When the Arena and its collegiate partner, Washington State University, offered its services to host the first and second rounds again in the 2011-13 cycle, the NCAA said thanks, but no – and gently advised that a few more seats would have to be added to the Arena configuration to make it happen in the future.

At the moment, it’s nothing drastic.

“It’s always been that 12,000 is the minimum number,” said WSU associate athletics director John David Wicker. “What changed, basically, is one word. It went from 12,000 capacity to 12,000 sellable capacity.”

The Arena is a 12,000-seat joint, but after accommodations are made for the CBS cameras, bands, cheerleaders, the press and other non-playing participants, only 11,500 or so seats can be sold.

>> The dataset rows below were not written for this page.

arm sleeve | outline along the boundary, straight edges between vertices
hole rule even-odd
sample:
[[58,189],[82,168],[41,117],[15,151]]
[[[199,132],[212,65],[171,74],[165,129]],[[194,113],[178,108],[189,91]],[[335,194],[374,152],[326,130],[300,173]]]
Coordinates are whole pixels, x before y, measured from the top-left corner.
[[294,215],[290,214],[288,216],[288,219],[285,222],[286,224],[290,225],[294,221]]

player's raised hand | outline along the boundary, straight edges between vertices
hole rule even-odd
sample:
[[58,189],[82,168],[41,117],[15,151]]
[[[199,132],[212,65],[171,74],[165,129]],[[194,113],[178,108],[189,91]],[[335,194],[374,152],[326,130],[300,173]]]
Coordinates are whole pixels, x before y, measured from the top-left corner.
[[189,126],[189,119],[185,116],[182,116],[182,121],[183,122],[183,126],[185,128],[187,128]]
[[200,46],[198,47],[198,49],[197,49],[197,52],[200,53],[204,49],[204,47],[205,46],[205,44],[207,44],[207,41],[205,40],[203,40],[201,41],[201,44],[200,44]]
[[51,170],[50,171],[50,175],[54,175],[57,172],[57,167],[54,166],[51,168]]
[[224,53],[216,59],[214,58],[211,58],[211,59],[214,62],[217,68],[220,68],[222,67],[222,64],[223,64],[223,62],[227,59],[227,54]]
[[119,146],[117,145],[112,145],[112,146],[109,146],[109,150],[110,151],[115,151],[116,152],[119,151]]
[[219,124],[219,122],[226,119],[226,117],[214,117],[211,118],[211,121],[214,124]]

So for the next go-round – when bidding opens for games in 2014 and 2015 – the Arena will squeeze in some portable seating in a couple of the main floor vomitories, and likely add some to the Spotlight Landing beneath the scoreboard.

“We can get the extra without having to go through major construction,” noted Arena general manager Kevin Twohig.

If it seems odd the NCAA would press the point in the current climate, it is. For the 2008 tournament, percentage of capacity attendance in the first two rounds dropped from 97 to 92.2 percent, and then last year plummeted to 81.6 – the lowest since 2001. Blame was assigned to the state of the economy, naturally; it could never be a matter of too much supply.

In both its previous trips to Spokane, the tournament games have sold out or virtually. Surely this makes for a preferable atmosphere to the expanse of empty seats that could be seen last year in Miami at American Airlines Arena.

And the NCAA does recognize as much.

“What they’ve always said to me,” revealed Wicker, “is that they want to stay in some of these midmajor sized buildings for the first and second rounds. They know they can go to Spokane and have great hotel partners and sell out and have a great atmosphere for the kids.”

But things change, too.

There is more competition in the West than ever. Spokane is one of a dozen regional cities in a loose rotation capable of hosting, given that the NCAA has refused to take any games to Nevada. Next year a new building in Eugene comes on line. The Arena is the smallest building in that group.

And when Spokane made its first bid back in 1995, NCAA representatives cast hungry eyes at the undeveloped west end of the upper deck of what was built as a 14,000-seat barn.

Spokane has never installed those last 2,000 seats – mostly because it hasn’t really needed them.

“For things like Tim McGraw or Nickelback, we could probably sell them,” said Twohig. “But they’ll be behind the stage and will be our least expensive seats. For a Gonzaga-Memphis game, sure. But for most of our events, it’s just added expense for infrastructure, maintenance and staff.”

Twohig estimated adding those seats would cost in the $6 million range – not including a new center-hung scoreboard.

“If we needed to do it, we could find the money,” he said. “But the killer is, contractors tell me they’d need six months to put in those seats and I can’t imagine closing the Arena for six months. Which months? What businesses go under because we don’t have an arena? The impact on clients and business would be brutal.

“I would hate to think the NCAA minimum goes to 14,000 and we have to face that dilemma head on. What we’ve heard is they’re going to stick with the current number, but I know the NCAA has pressures like everyone else.”

Better to enjoy the games now, and worry later.